Overview of workflows in Amazon Glue
In Amazon Glue, you can use workflows to create and visualize complex extract, transform, and load (ETL) activities involving multiple crawlers, jobs, and triggers. Each workflow manages the execution and monitoring of all its jobs and crawlers. As a workflow runs each component, it records execution progress and status. This provides you with an overview of the larger task and the details of each step. The Amazon Glue console provides a visual representation of a workflow as a graph.
You can create a workflow from an Amazon Glue blueprint, or you can manually build a workflow a component at a time using the Amazon Web Services Management Console or the Amazon Glue API. For more information about blueprints, see Overview of blueprints in Amazon Glue.

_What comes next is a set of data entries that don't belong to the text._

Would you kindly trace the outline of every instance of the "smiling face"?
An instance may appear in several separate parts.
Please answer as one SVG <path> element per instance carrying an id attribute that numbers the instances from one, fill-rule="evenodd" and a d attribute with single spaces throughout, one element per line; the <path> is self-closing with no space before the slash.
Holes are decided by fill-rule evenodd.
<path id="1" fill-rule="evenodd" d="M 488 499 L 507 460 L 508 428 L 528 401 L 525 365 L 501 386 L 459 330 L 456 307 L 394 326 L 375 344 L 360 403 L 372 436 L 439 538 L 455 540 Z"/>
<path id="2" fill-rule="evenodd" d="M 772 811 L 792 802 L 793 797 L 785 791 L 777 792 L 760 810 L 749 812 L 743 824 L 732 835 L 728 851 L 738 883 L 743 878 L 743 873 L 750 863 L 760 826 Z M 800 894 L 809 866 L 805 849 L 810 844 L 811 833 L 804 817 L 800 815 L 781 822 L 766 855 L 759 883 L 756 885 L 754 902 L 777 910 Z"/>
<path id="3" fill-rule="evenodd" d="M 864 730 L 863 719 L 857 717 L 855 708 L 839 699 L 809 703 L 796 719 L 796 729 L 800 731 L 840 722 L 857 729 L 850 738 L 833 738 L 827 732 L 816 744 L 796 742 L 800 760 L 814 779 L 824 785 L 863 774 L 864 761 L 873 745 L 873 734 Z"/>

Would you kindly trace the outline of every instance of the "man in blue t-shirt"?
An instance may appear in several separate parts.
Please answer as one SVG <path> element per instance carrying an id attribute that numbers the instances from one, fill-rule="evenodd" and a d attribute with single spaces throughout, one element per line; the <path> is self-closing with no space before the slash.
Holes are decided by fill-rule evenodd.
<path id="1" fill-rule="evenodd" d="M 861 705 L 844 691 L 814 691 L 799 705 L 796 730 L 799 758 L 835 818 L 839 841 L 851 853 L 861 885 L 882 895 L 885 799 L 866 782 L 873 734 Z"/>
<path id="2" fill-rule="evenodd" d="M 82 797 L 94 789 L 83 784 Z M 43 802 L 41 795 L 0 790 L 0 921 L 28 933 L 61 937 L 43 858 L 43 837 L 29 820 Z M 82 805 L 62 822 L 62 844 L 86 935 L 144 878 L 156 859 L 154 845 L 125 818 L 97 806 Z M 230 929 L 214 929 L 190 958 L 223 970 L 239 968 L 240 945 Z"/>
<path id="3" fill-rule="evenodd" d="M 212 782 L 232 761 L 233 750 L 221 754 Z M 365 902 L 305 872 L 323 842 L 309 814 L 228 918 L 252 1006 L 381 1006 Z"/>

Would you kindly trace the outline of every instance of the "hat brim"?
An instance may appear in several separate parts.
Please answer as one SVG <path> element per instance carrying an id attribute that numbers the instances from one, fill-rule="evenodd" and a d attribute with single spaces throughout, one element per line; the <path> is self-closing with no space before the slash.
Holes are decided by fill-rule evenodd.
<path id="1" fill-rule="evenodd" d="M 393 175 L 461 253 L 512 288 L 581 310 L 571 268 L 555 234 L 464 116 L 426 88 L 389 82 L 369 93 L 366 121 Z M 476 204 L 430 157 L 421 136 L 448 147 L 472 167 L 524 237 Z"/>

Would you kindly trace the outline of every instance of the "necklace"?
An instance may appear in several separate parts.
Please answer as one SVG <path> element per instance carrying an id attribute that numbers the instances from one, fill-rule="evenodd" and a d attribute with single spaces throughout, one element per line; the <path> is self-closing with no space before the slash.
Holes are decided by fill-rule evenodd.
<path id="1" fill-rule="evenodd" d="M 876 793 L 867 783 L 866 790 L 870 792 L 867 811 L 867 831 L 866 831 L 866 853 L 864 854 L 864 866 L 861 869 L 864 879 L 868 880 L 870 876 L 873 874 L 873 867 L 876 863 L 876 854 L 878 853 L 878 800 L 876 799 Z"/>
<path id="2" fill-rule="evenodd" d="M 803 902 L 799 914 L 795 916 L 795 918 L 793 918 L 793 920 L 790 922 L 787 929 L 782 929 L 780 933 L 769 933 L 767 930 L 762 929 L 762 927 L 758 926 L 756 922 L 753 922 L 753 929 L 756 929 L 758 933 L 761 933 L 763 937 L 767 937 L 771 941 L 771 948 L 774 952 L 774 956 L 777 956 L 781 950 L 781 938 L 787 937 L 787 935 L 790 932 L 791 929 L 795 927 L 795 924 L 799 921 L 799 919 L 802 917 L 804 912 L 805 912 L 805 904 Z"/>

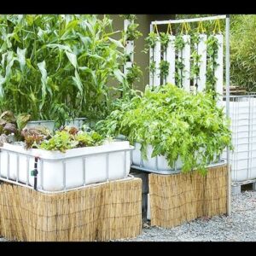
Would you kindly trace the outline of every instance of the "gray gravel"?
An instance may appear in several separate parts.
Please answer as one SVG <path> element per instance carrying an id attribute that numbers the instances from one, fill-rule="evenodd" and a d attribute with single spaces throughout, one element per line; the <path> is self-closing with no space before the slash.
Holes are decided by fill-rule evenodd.
<path id="1" fill-rule="evenodd" d="M 256 191 L 232 196 L 230 216 L 201 218 L 172 229 L 143 224 L 132 241 L 256 241 Z"/>
<path id="2" fill-rule="evenodd" d="M 6 241 L 0 238 L 0 241 Z M 144 223 L 142 235 L 124 241 L 256 241 L 256 191 L 232 196 L 230 216 L 201 218 L 172 229 L 150 227 Z"/>

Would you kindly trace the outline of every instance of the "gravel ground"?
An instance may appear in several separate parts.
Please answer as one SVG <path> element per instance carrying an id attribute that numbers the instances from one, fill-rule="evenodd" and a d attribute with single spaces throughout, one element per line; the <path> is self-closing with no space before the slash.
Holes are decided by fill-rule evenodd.
<path id="1" fill-rule="evenodd" d="M 256 241 L 256 191 L 232 196 L 230 216 L 201 218 L 172 229 L 144 224 L 132 241 Z"/>
<path id="2" fill-rule="evenodd" d="M 231 215 L 201 218 L 172 229 L 150 227 L 124 241 L 256 241 L 256 191 L 232 196 Z M 6 241 L 0 238 L 0 241 Z"/>

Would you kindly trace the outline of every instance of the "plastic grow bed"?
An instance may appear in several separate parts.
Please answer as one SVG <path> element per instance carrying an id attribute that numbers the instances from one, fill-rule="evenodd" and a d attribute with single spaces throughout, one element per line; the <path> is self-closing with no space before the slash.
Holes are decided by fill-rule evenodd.
<path id="1" fill-rule="evenodd" d="M 0 179 L 41 191 L 67 191 L 88 184 L 122 179 L 131 168 L 129 142 L 68 149 L 66 153 L 25 149 L 4 143 L 0 147 Z M 32 175 L 37 161 L 37 180 Z"/>

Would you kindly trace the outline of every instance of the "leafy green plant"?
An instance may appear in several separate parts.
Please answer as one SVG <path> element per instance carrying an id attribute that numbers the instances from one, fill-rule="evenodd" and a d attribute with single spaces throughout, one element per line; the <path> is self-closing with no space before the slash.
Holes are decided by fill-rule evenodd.
<path id="1" fill-rule="evenodd" d="M 137 23 L 131 23 L 125 32 L 126 40 L 133 41 L 143 36 L 143 33 L 137 30 L 139 25 Z"/>
<path id="2" fill-rule="evenodd" d="M 148 53 L 149 49 L 154 49 L 156 45 L 156 42 L 159 39 L 159 35 L 154 32 L 151 32 L 148 36 L 145 38 L 145 49 L 143 50 L 144 53 Z"/>
<path id="3" fill-rule="evenodd" d="M 210 95 L 192 95 L 170 84 L 147 87 L 96 124 L 100 132 L 123 134 L 131 143 L 142 143 L 143 158 L 151 144 L 152 157 L 165 155 L 170 166 L 180 157 L 183 172 L 197 168 L 201 173 L 225 147 L 232 148 L 228 127 L 223 109 Z"/>
<path id="4" fill-rule="evenodd" d="M 163 60 L 160 61 L 159 68 L 160 71 L 160 76 L 161 81 L 166 80 L 166 77 L 169 74 L 169 66 L 170 66 L 170 63 L 168 61 L 163 61 Z"/>
<path id="5" fill-rule="evenodd" d="M 3 15 L 0 31 L 0 110 L 59 125 L 109 113 L 124 46 L 107 15 Z"/>
<path id="6" fill-rule="evenodd" d="M 131 67 L 127 68 L 126 79 L 130 85 L 132 85 L 135 81 L 140 81 L 140 77 L 143 75 L 141 68 L 136 64 L 132 63 Z"/>
<path id="7" fill-rule="evenodd" d="M 170 35 L 168 33 L 164 33 L 164 32 L 160 33 L 160 42 L 161 42 L 161 48 L 162 48 L 161 50 L 163 52 L 166 51 L 168 43 L 170 41 L 169 36 Z"/>
<path id="8" fill-rule="evenodd" d="M 119 16 L 124 20 L 128 20 L 130 21 L 133 21 L 137 19 L 136 15 L 120 15 Z"/>
<path id="9" fill-rule="evenodd" d="M 81 147 L 98 146 L 103 143 L 103 137 L 96 131 L 71 132 L 70 130 L 56 131 L 49 140 L 44 140 L 38 145 L 39 148 L 46 150 L 60 150 L 65 153 L 67 149 Z"/>
<path id="10" fill-rule="evenodd" d="M 256 91 L 256 15 L 230 15 L 230 81 Z"/>
<path id="11" fill-rule="evenodd" d="M 152 75 L 154 76 L 154 73 L 156 71 L 156 65 L 155 65 L 155 61 L 151 61 L 149 64 L 149 72 L 152 73 Z"/>

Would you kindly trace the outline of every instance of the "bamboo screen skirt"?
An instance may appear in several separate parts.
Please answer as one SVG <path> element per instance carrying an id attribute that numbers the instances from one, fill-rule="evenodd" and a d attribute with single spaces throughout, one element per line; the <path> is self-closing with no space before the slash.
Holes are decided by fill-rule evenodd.
<path id="1" fill-rule="evenodd" d="M 0 236 L 27 241 L 107 241 L 142 231 L 142 180 L 44 194 L 1 182 Z"/>
<path id="2" fill-rule="evenodd" d="M 149 174 L 152 226 L 175 227 L 203 216 L 227 213 L 228 167 L 173 175 Z"/>

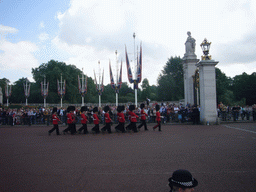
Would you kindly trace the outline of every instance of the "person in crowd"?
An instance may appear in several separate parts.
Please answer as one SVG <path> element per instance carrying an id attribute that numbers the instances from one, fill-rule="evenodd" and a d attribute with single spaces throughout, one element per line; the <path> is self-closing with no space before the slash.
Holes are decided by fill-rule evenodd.
<path id="1" fill-rule="evenodd" d="M 98 107 L 94 107 L 92 111 L 93 111 L 92 117 L 93 117 L 93 124 L 94 124 L 94 127 L 92 128 L 92 132 L 100 133 L 100 128 L 99 128 L 100 120 L 98 117 Z"/>
<path id="2" fill-rule="evenodd" d="M 75 128 L 75 106 L 69 106 L 67 108 L 67 123 L 68 123 L 68 127 L 63 131 L 63 134 L 65 135 L 68 131 L 71 132 L 72 135 L 74 135 L 76 133 L 76 128 Z"/>
<path id="3" fill-rule="evenodd" d="M 83 106 L 81 107 L 81 123 L 82 123 L 82 127 L 80 127 L 80 129 L 78 129 L 78 133 L 80 134 L 82 132 L 82 130 L 84 130 L 84 134 L 87 134 L 88 133 L 88 130 L 87 130 L 87 116 L 86 116 L 86 113 L 87 113 L 87 106 Z"/>
<path id="4" fill-rule="evenodd" d="M 170 192 L 191 192 L 198 185 L 198 181 L 185 169 L 174 171 L 168 181 Z"/>
<path id="5" fill-rule="evenodd" d="M 147 128 L 147 123 L 146 123 L 146 117 L 148 116 L 148 114 L 144 111 L 145 108 L 145 104 L 141 103 L 140 104 L 140 119 L 141 119 L 141 124 L 138 126 L 138 129 L 140 129 L 142 126 L 144 126 L 145 131 L 148 131 Z"/>
<path id="6" fill-rule="evenodd" d="M 130 105 L 129 106 L 129 111 L 130 111 L 130 119 L 131 119 L 131 130 L 133 130 L 134 133 L 138 132 L 137 127 L 136 127 L 136 122 L 137 122 L 137 118 L 139 118 L 135 113 L 135 105 Z"/>
<path id="7" fill-rule="evenodd" d="M 155 130 L 158 127 L 158 131 L 161 131 L 161 115 L 160 115 L 160 106 L 156 105 L 156 121 L 157 125 L 153 127 L 153 130 Z"/>
<path id="8" fill-rule="evenodd" d="M 60 135 L 59 132 L 59 117 L 57 116 L 57 107 L 54 107 L 52 109 L 52 124 L 53 124 L 53 128 L 51 130 L 48 131 L 49 135 L 51 135 L 51 133 L 56 130 L 56 135 Z"/>
<path id="9" fill-rule="evenodd" d="M 118 125 L 115 127 L 117 131 L 121 131 L 122 133 L 125 133 L 124 129 L 124 123 L 125 123 L 125 118 L 124 118 L 124 106 L 118 106 L 117 107 L 117 117 L 118 117 Z"/>
<path id="10" fill-rule="evenodd" d="M 105 123 L 106 125 L 101 129 L 102 132 L 105 132 L 106 130 L 108 131 L 108 133 L 112 133 L 111 132 L 111 122 L 112 119 L 109 116 L 109 106 L 105 106 L 104 107 L 104 117 L 105 117 Z"/>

Triggers within workflows can start both jobs and crawlers and can be fired when jobs or crawlers complete. By using triggers, you can create large chains of interdependent jobs and crawlers. In addition to triggers within a workflow that define job and crawler dependencies, each workflow has a start trigger. There are three types of start triggers:
-
Schedule – The workflow is started according to a schedule that you define. The schedule can be daily, weekly, monthly, and so on, or can be a custom schedule based on a
cron
expression. -
On demand – The workflow is started manually from the Amazon Glue console, API, or Amazon CLI.
-
EventBridge event – The workflow is started upon the occurrence of a single Amazon EventBridge event or a batch of Amazon EventBridge events. With this trigger type, Amazon Glue can be an event consumer in an event-driven architecture. Any EventBridge event type can start a workflow. A common use case is the arrival of a new object in an Amazon S3 bucket (the S3
PutObject
operation).Starting a workflow with a batch of events means waiting until a specified number of events have been received or until a specified amount of time has passed. When you create the EventBridge event trigger, you can optionally specify batch conditions. If you specify batch conditions, you must specify the batch size (number of events), and can optionally specify a batch window (number of seconds). The default and maximum batch window is 900 seconds (15 minutes). The batch condition that is met first starts the workflow. The batch window starts when the first event arrives. If you don't specify batch conditions when creating a trigger, the batch size defaults to 1.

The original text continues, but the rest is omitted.